Adoption of these solutions is important for the Web of Trust to come about, and this is a slow progress unfortunately, because of the need to standardization and interoperability of systems.

2 Likes

The links above to standards like Decentralized Identifiers (DID) and Verifiable Claims are applied in the concept of Self Sovereign Identity.

:warning: Apparently all solutions of Self Sovereign Identities (SSI) assume some form of blockchain technology. And this - for me - is problematic, as I am not convinced and very sceptical about blockchain technology in general, and so are many others in the developer world. So far there are no real viable solutions based on blockchain. Maybe SSI is a good use case for blockchain, once / if that matures in the future.

SSI is therefore not part of my considerations if blockchains are involved! I asked a question about it in the DID W3C repository.

Even if we own the data about us and keep it in a private basket (so to speak) there is still the issue of non-anonymous identifyers that are used to track and match us.

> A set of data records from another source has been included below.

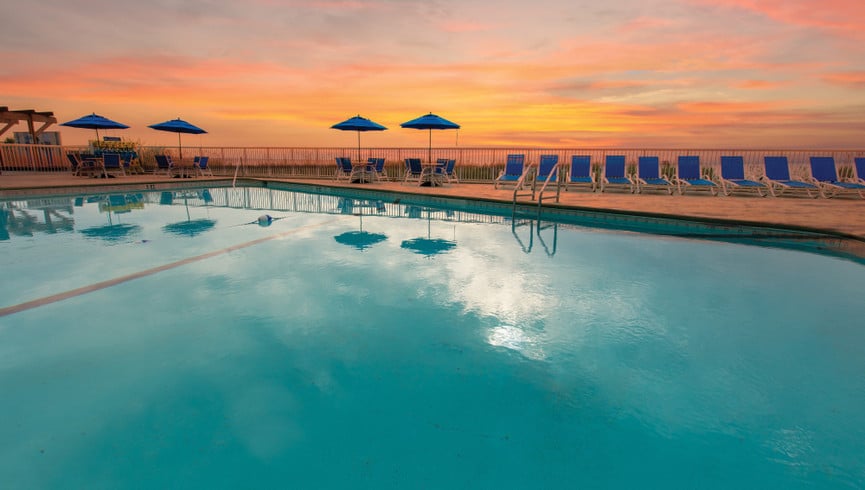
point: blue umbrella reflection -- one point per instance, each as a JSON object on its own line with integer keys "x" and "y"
{"x": 114, "y": 205}
{"x": 190, "y": 227}
{"x": 362, "y": 240}
{"x": 428, "y": 246}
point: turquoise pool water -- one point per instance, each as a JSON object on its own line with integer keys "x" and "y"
{"x": 445, "y": 348}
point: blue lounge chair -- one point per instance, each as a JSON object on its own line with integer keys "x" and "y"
{"x": 580, "y": 175}
{"x": 649, "y": 176}
{"x": 202, "y": 166}
{"x": 414, "y": 170}
{"x": 859, "y": 168}
{"x": 343, "y": 168}
{"x": 548, "y": 172}
{"x": 733, "y": 177}
{"x": 514, "y": 172}
{"x": 688, "y": 176}
{"x": 450, "y": 171}
{"x": 825, "y": 175}
{"x": 111, "y": 163}
{"x": 377, "y": 165}
{"x": 778, "y": 178}
{"x": 614, "y": 174}
{"x": 83, "y": 167}
{"x": 547, "y": 169}
{"x": 164, "y": 164}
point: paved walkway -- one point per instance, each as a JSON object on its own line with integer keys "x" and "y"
{"x": 839, "y": 215}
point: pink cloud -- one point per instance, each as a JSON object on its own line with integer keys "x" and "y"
{"x": 850, "y": 79}
{"x": 842, "y": 16}
{"x": 459, "y": 26}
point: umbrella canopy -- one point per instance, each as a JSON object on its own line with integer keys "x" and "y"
{"x": 178, "y": 126}
{"x": 360, "y": 240}
{"x": 427, "y": 245}
{"x": 430, "y": 121}
{"x": 189, "y": 228}
{"x": 359, "y": 124}
{"x": 111, "y": 232}
{"x": 94, "y": 121}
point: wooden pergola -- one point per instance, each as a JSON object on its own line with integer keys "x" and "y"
{"x": 10, "y": 118}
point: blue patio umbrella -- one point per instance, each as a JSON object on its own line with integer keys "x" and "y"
{"x": 94, "y": 121}
{"x": 359, "y": 124}
{"x": 178, "y": 126}
{"x": 430, "y": 121}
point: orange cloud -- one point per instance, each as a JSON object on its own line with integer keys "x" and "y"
{"x": 850, "y": 79}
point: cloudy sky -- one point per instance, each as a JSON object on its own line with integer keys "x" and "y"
{"x": 551, "y": 73}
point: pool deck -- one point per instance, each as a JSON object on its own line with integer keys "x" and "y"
{"x": 844, "y": 215}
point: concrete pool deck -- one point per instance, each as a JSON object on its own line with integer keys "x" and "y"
{"x": 839, "y": 215}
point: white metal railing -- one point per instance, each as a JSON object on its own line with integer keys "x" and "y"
{"x": 473, "y": 164}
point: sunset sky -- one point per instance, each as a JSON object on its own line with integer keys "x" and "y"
{"x": 549, "y": 73}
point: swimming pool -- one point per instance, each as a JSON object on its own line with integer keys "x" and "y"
{"x": 166, "y": 339}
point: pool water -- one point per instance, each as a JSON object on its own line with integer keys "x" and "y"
{"x": 452, "y": 349}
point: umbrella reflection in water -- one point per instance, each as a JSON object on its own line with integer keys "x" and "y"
{"x": 190, "y": 227}
{"x": 428, "y": 246}
{"x": 361, "y": 240}
{"x": 113, "y": 205}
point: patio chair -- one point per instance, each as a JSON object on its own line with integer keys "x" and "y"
{"x": 164, "y": 164}
{"x": 649, "y": 176}
{"x": 733, "y": 177}
{"x": 614, "y": 174}
{"x": 777, "y": 178}
{"x": 378, "y": 168}
{"x": 80, "y": 167}
{"x": 825, "y": 175}
{"x": 343, "y": 168}
{"x": 202, "y": 166}
{"x": 450, "y": 171}
{"x": 859, "y": 169}
{"x": 413, "y": 170}
{"x": 689, "y": 177}
{"x": 111, "y": 164}
{"x": 548, "y": 167}
{"x": 580, "y": 174}
{"x": 514, "y": 172}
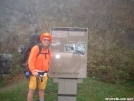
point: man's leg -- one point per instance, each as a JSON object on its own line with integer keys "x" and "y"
{"x": 41, "y": 94}
{"x": 41, "y": 87}
{"x": 32, "y": 86}
{"x": 30, "y": 95}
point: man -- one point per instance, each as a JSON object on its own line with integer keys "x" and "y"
{"x": 39, "y": 64}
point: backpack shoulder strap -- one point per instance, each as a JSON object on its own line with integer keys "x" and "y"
{"x": 40, "y": 48}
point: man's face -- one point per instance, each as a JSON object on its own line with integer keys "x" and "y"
{"x": 45, "y": 41}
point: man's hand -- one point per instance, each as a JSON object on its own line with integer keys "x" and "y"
{"x": 35, "y": 74}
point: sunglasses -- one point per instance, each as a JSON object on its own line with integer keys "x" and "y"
{"x": 46, "y": 40}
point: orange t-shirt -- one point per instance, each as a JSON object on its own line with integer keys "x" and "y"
{"x": 40, "y": 62}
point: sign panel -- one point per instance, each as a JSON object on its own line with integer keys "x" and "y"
{"x": 69, "y": 52}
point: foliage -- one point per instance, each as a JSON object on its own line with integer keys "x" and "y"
{"x": 109, "y": 59}
{"x": 90, "y": 89}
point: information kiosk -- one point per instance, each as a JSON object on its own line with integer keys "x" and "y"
{"x": 69, "y": 60}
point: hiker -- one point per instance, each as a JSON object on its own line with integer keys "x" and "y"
{"x": 39, "y": 65}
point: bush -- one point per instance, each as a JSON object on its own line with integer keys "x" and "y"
{"x": 109, "y": 60}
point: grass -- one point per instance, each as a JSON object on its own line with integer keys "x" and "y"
{"x": 89, "y": 90}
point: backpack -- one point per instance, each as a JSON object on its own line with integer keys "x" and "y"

For example, your home IP, your wireless connection ids and so on are unique ids that point to just you (or your household). These are necessary to connect to networks. Some companies are using these to match people, for example by installing scanners in physical places to track every person’s device in that place. This is more commonly used in apps and websites, which then match that person to follow them around. These are then matched and a connection is made, you are in x locations or y app actions or z webpages therefore we can add this to your profile without knowing anything else about you besides these unique ids that you use to connect online.

Yes, that is true, and to a certain extent you will always place trust somewhere.

But note that with this new technology, and decentralization in general, it becomes much harder to faciltate this tracking of users and collecting their data without your knowledge.

Take for example the Fediverse (with e.g. twitter replacement Mastodon). Here you have 1,000’s of federated servers. A user only directly communicates with their own server (the one that has their user account), and everyone can host their own server, or you choose one that you trust. Your IP is not exchanged in cross-server synchronization (plus this communication is encrypted).

On top of that the software we use in future can incorporate functionality from VPN’s (target server sees different IP) and disallowing cookies (3rd-party tracking much harder) in standardized ways.

And to those places where you are sending your IP to, it becomes part of the data contract I outlined above.

That is how far technology can take you (which is quite far), the rest should be regulation and law.